The FDA has recently approved two significant therapies for breast cancer, offering new hope for patients at different stages of the disease. Ribociclib (Kisqali) has been approved for adjuvant treatment of early-stage hormone receptor-positive, HER2-negative breast cancer, while inavolisib (Itovebi) has been approved for advanced or metastatic cases with specific genetic mutations. These approvals mark pivotal advancements in breast cancer care, providing clinicians with more targeted and effective tools to combat this prevalent disease. These approvals highlight the importance of personalized medicine and biomarker testing in tailoring treatment strategies for improved patient outcomes.
Kisqali Approved for Early-Stage Breast Cancer
Novartis' Kisqali, in combination with an aromatase inhibitor (AI), has received FDA approval for the adjuvant treatment of hormone receptor-positive (HR+), human epidermal growth factor receptor 2-negative (HER2-) stage II and III early breast cancer (EBC) at high risk of recurrence. This approval, announced on September 17, 2024, is based on the Phase III NATALEE trial, which demonstrated a clinically meaningful 25.1% reduction in the risk of disease recurrence (HR=0.749; 95% CI: 0.628, 0.892; P=0.0006). The invasive disease-free survival (iDFS) benefit was consistently observed across all patient subgroups, including those with node-negative (N0) disease.
Dr. Dennis J. Slamon, Director of Clinical/Translational Research at UCLA Jonsson Comprehensive Cancer Center, emphasized the significance of this approval, stating, "The FDA approval of Kisqali for this early breast cancer population, including those with N0 disease, is a pivotal moment in improving our approach to care. Today’s approval allows us to offer treatment with a CDK4/6 inhibitor to a significantly broader group of people as a powerful tool that, combined with endocrine therapy, can help further minimize their risk of cancer returning."
In the NATALEE trial, Kisqali was administered orally at a dose of 400 mg daily for three weeks, followed by one week off treatment, in combination with an AI for three years. The safety profile of Kisqali at the 400 mg dose was well-tolerated, with discontinuations mainly driven by asymptomatic laboratory findings. Common adverse events included neutropenia, liver-related AEs, QT interval prolongation, and interstitial lung disease/pneumonitis.

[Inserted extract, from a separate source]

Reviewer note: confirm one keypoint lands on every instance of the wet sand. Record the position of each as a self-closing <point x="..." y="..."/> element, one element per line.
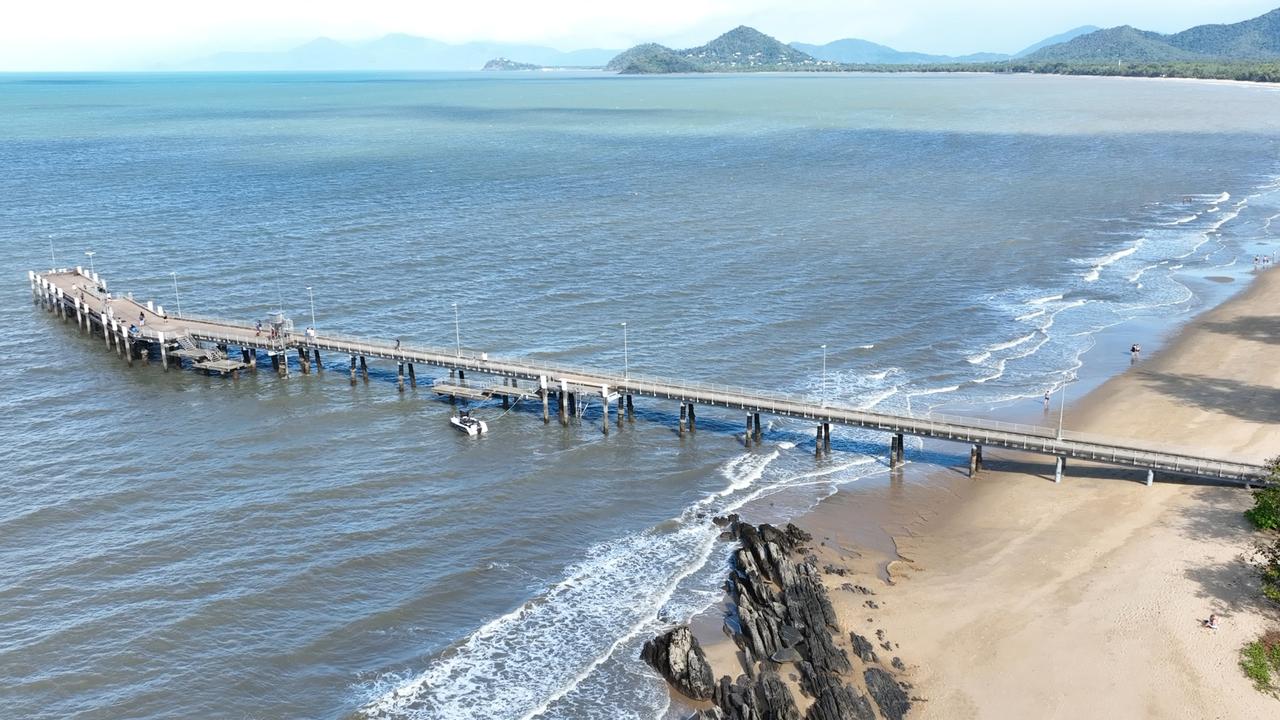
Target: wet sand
<point x="1011" y="596"/>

Itovebi Approved for Advanced Breast Cancer
On October 10, 2024, the FDA approved Genentech's Itovebi (inavolisib), in combination with palbociclib and fulvestrant, for the treatment of adults with endocrine-resistant, PIK3CA-mutated, hormone receptor (HR)-positive, human epidermal growth factor receptor 2 (HER2)-negative, locally advanced or metastatic breast cancer. This approval is based on the Phase III INAVO120 study, which showed that the Itovebi-based regimen reduced the risk of disease worsening or death by 57% compared with palbociclib and fulvestrant alone (HR=0.43, 95% CI: 0.32-0.59, p<0.0001).
The INAVO120 study involved 325 patients whose disease progressed during or within 12 months of completing adjuvant endocrine therapy. The median progression-free survival (PFS) was 15.0 months in the inavolisib arm compared to 7.3 months in the placebo arm. The objective response rate (ORR) was 58% in the inavolisib arm versus 25% in the placebo arm. Common adverse reactions included decreased neutrophils, increased fasting glucose, decreased hemoglobin, and diarrhea.
Dr. Komal Jhaveri, section head for the endocrine therapy research portfolio at Memorial Sloan Kettering Cancer Center, noted, "The PI3K pathway plays a pivotal role in disease progression and has been challenging to target. The Itovebi-based regimen more than doubled progression-free survival and maintained a manageable safety and tolerability profile, adding a new standard in how PIK3CA-mutated breast cancers are treated."
Implications for Breast Cancer Treatment
These FDA approvals represent significant advancements in the treatment of breast cancer. The expanded use of Kisqali offers a new adjuvant treatment option for a broader population of patients with early-stage disease, while the approval of Itovebi provides a targeted therapy for advanced cases with PIK3CA mutations. These developments underscore the importance of personalized medicine and biomarker testing in tailoring treatment strategies for improved patient outcomes.